Photo: Kate Evans, CIFOR, Flickr, CC BY-NC-ND 2.0.
Note the contrast between forest and agricultural landscapes near Rio Branco in Brazil. Learn how you can have the products you love without damaging the environment.

We all love chocolate, but it’s important to be mindful in our interconnected world to think about the potential consequences of producing the foods we love. I have written before about how you can avoid buying chocolate that relies on child labor (click here). Today we turn to the environmental radio show Living on Earth to learn about saving the rain forest and other critical ecosystems from the wrong kind of cultivation.

Host Steve Curwood talks to Anke Schulmeister of the World Wildlife Fund about the European Union’s decision to stop importing a half-dozen agricultural products from newly deforested areas.

“STEVE CURWOOD: When someone takes a bite of a hamburger or tofu or has a cup of coffee or chocolate bar, it’s hard to know if those foods added to the destruction of tropical forests that are so key for biodiversity and climate stability. …

The EU is moving to ban the importation of certain agricultural products from any newly deforested areas. And they are starting with soy, beef, palm oil, wood, cocoa and coffee.

“The EU laws would compel purveyors to prove their products didn’t come from any newly deforested land. The proposed laws are projected to reduce greenhouse gas emissions by some 32 million tons a year and help the EU meet its goal of net zero emissions by 2050. It requires final approval by the European Parliament as well as each of the 27 EU member states. … How will people be able to understand that the cocoa that was used to make [chocolate] came, in fact, from a place that’s not being deforested, at least in contravention of this proposed set of regulations? …

“ANKE SCHULMEISTER: What this law is trying to do is that there is no choice for a consumer on whether the product is made with deforestation or not; it’s just simply you’re making sure that no matter which chocolate you buy, it is going to be free from deforestation. And to achieve that, there are measures in this legislation proposed that will ask a company to check down the whole supply chain. [No] environmental impact … neither human rights violation taking place. …

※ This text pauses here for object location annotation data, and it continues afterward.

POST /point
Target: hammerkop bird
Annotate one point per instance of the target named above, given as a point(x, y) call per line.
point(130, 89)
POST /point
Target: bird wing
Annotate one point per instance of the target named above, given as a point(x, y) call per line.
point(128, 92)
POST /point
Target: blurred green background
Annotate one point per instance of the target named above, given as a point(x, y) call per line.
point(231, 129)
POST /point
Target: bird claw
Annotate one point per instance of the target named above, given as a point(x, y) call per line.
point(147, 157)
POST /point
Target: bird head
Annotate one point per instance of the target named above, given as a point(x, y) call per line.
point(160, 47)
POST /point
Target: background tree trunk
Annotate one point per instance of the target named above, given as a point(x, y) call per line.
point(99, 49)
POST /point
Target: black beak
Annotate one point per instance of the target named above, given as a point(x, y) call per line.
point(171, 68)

“For example, in Brazil, deforestation is still legal in certain aspects. … What the EU at the moment is proposing is to say, even if the Brazilian law allows that, we in the EU do not want to buy this. …

“CURWOOD: So beef is part of this, which of course, at the end of the day means leather. So let’s say an American shoemaker, who has a contract with somebody in China is now selling that label in the European Union, once this rule goes into effect, what kind of challenge would they would they face?

“SCHULMEISTER: This is a very good question, because that goes really much into the depth of it. So normally, what the commission has proposed is that you would need to know where it was produced no matter whether it came by China, or else. So if this American shoemaker would like to actually sell in Europe, he would need to get from his Chinese supplier information that tells him where he actually bought the leather. And then in the end where the cow was fed that produced that leather.

“CURWOOD: Sounds very complicated.

“SCHULMEISTER: Yes and no. Because let’s put it like this: we’re asking something rather simple in stating, is there still land where there’s forest or has this forest been converted to something else? And for this, there’s a lot of satellite data these days available. So you know, it’s very clear, very regularly updated. What is making it a bit more complicated is that there is a need for more transparency about your supply chains. …

“CURWOOD: What are the numbers? What kind of reductions in emissions, carbon emissions, do you think these rules, this legislation, will create? …

“SCHULMEISTER: If there’s no law, there will still be about 248,000 hectares a year of deforestation, and about 110 million tons of C02 emitted until 2030 per year. … We think that European Commission is on the right track. But you know, what our plea would be now to the European member states and the parliament is that, you know, to close some of the gaps which we see. One is that for example, other ecosystems — savannas or grasslands — are not included from the beginning.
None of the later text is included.